Before the fans of "less government" chime in with the refrain that, indeed, local regulation should not be allowed to hamper the march of technological progress, let's examine the basis upon which local cable license fees are collected from cable operators such as Comcast and RCN.
First, know that cable license fees are capped at 5% of a company's total annual gross revenues locally. Your local cable operators will likely gross over fifteen million dollars in Newton alone this year. As they say, that's a nice piece of change! And they use Newton's public right of ways over and under its streets and other public property – to earn that revenue from Newton cable subscribers. Just as you would expect a luncheonette in City Hall to pay rent for the space to the City, is it so "burdensome" to expect a private cable company to reimburse the City something for the use of public property?
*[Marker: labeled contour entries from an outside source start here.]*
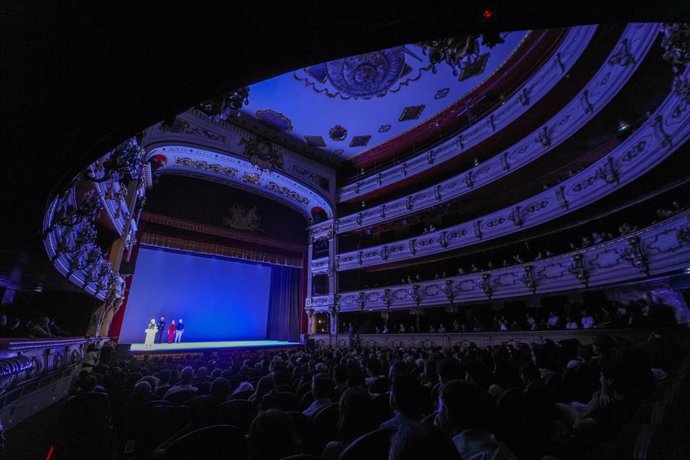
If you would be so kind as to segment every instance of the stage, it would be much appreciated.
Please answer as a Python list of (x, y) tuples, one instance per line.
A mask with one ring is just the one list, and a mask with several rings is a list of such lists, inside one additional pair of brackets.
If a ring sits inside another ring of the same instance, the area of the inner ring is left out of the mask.
[(222, 342), (155, 343), (147, 347), (143, 343), (133, 343), (130, 351), (181, 352), (231, 348), (280, 348), (294, 346), (303, 346), (303, 344), (300, 342), (287, 342), (283, 340), (235, 340)]

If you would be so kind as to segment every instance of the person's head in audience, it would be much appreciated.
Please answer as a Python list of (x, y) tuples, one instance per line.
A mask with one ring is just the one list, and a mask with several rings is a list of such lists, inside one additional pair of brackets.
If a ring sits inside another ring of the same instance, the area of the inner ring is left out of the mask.
[(376, 429), (377, 420), (372, 413), (369, 392), (362, 387), (347, 388), (338, 403), (338, 439), (346, 444)]
[(140, 381), (148, 382), (152, 392), (155, 392), (156, 388), (158, 387), (158, 379), (152, 375), (147, 375), (143, 377)]
[(405, 417), (416, 418), (420, 415), (421, 391), (419, 381), (412, 374), (395, 374), (391, 385), (390, 406)]
[(273, 377), (270, 375), (264, 375), (259, 379), (259, 383), (256, 384), (256, 396), (264, 396), (266, 393), (273, 391), (275, 385), (273, 384)]
[(146, 380), (140, 380), (134, 385), (131, 400), (146, 402), (149, 399), (151, 399), (151, 384)]
[(402, 425), (393, 434), (388, 451), (388, 460), (459, 459), (458, 451), (448, 437), (427, 423), (411, 422)]
[(381, 362), (376, 358), (367, 360), (367, 374), (369, 377), (378, 377), (381, 375)]
[(213, 382), (211, 382), (209, 392), (216, 401), (225, 401), (230, 393), (230, 382), (223, 377), (216, 377)]
[(314, 400), (328, 399), (333, 393), (333, 381), (328, 374), (316, 374), (311, 380), (311, 392)]
[(345, 364), (338, 364), (333, 368), (333, 382), (336, 386), (347, 383), (347, 366)]
[(194, 380), (194, 369), (191, 366), (186, 366), (180, 372), (180, 385), (190, 385)]
[(616, 341), (610, 335), (601, 334), (592, 342), (592, 350), (600, 359), (607, 359), (613, 353)]
[(81, 382), (82, 393), (93, 393), (94, 388), (98, 385), (98, 379), (95, 375), (89, 374)]
[(520, 367), (520, 378), (527, 385), (530, 382), (541, 380), (541, 374), (539, 374), (539, 369), (534, 363), (527, 362)]
[(299, 453), (292, 419), (277, 409), (268, 409), (256, 416), (247, 441), (252, 460), (279, 460)]
[(354, 360), (348, 361), (347, 363), (347, 386), (365, 386), (362, 369)]

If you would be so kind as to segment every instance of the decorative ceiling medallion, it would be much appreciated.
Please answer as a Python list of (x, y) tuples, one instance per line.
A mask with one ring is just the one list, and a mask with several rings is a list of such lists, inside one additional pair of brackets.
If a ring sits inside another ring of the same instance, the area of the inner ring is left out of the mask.
[(245, 209), (238, 204), (232, 205), (222, 217), (223, 226), (234, 230), (261, 230), (261, 216), (256, 206)]
[(275, 110), (257, 110), (254, 113), (254, 116), (256, 116), (256, 119), (261, 123), (277, 129), (280, 132), (289, 133), (292, 131), (292, 121), (282, 113), (276, 112)]
[(188, 168), (200, 169), (202, 171), (214, 172), (216, 174), (223, 174), (231, 177), (237, 176), (238, 173), (238, 171), (235, 168), (222, 166), (218, 163), (209, 163), (208, 161), (204, 160), (194, 160), (192, 158), (186, 157), (175, 158), (175, 164), (180, 166), (186, 166)]
[(450, 88), (442, 88), (436, 91), (436, 94), (434, 94), (434, 99), (443, 99), (444, 97), (448, 96), (448, 93), (450, 92)]
[(323, 137), (321, 137), (321, 136), (305, 135), (304, 140), (307, 141), (307, 144), (309, 144), (313, 147), (325, 147), (326, 146), (326, 141), (323, 140)]
[[(412, 58), (417, 63), (406, 63)], [(371, 99), (396, 93), (421, 78), (428, 66), (406, 46), (350, 56), (295, 71), (293, 76), (320, 94), (341, 99)]]
[(266, 186), (267, 190), (271, 190), (273, 192), (279, 193), (283, 196), (286, 196), (290, 198), (291, 200), (295, 200), (298, 203), (302, 203), (304, 205), (309, 204), (309, 198), (300, 195), (299, 193), (295, 192), (294, 190), (290, 190), (287, 187), (284, 187), (282, 185), (278, 185), (275, 182), (269, 182), (268, 185)]
[(371, 97), (385, 92), (402, 75), (402, 46), (360, 54), (326, 63), (331, 84), (353, 97)]
[(248, 184), (259, 185), (261, 183), (261, 174), (259, 173), (244, 173), (242, 176), (242, 182)]
[(262, 171), (283, 169), (283, 155), (270, 142), (259, 137), (248, 136), (242, 138), (240, 145), (245, 146), (242, 154), (252, 165)]
[(347, 137), (347, 129), (340, 125), (335, 125), (328, 131), (328, 137), (334, 141), (344, 141)]
[(422, 115), (425, 105), (412, 105), (405, 107), (400, 114), (398, 121), (416, 120)]
[(366, 147), (371, 136), (354, 136), (350, 141), (350, 147)]

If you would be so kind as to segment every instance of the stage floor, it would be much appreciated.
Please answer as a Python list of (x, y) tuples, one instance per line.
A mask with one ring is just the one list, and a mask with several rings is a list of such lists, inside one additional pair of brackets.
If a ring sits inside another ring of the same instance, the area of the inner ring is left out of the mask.
[(219, 348), (266, 348), (302, 345), (300, 342), (286, 342), (282, 340), (235, 340), (223, 342), (182, 342), (156, 343), (150, 347), (143, 343), (133, 343), (131, 351), (185, 351), (185, 350), (213, 350)]

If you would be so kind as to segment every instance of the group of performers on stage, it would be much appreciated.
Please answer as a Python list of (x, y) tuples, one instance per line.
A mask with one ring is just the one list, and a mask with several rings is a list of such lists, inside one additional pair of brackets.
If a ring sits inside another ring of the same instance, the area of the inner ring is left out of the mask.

Congress, long ago, relieved the public utility POTS companies of local regulation in order to assure this vital lifeline telephone service be readily available to everyone. But cable TV is not a vital lifeline service, nor is digital video programming when delivered over a phone line.
Newton has a City ordinance requiring any company delivering video programs by means of a cable or fiber placed over or under the public right of way to pay a fee for this privilege to the City. For decades now, cable operators have paid their fair share for the use of Newton's byways to earn a profit. Telecommunications giants should not expect to gain this privilege for free when delivering identical or similar video services over their "phone lines."
Like cities and towns throughout the country, Newton has not simply collected cable license fees and let these funds lie fallow. It has used these resources to develop the state-of-the-art facility and organization that is NewTV. For every dollar of these funds provided by the City, NewTV has never returned less than $1.25 in free services and facilities for all Newton residents, and in many years a great deal more.
As to the question of what this all means to you, the NewTV member reading this, if the POTS companies are allowed to sell you video services without paying a fair rent to the City of Newton for use of the public right of way, it may eventually mean only one thing for NewTV: Game Over!
If you believe NewTV provides a valuable community service, why not share your opinion on this topic with our representatives in Washington, and let them know you don't think the phone companies should be allowed not to care. Give them a call!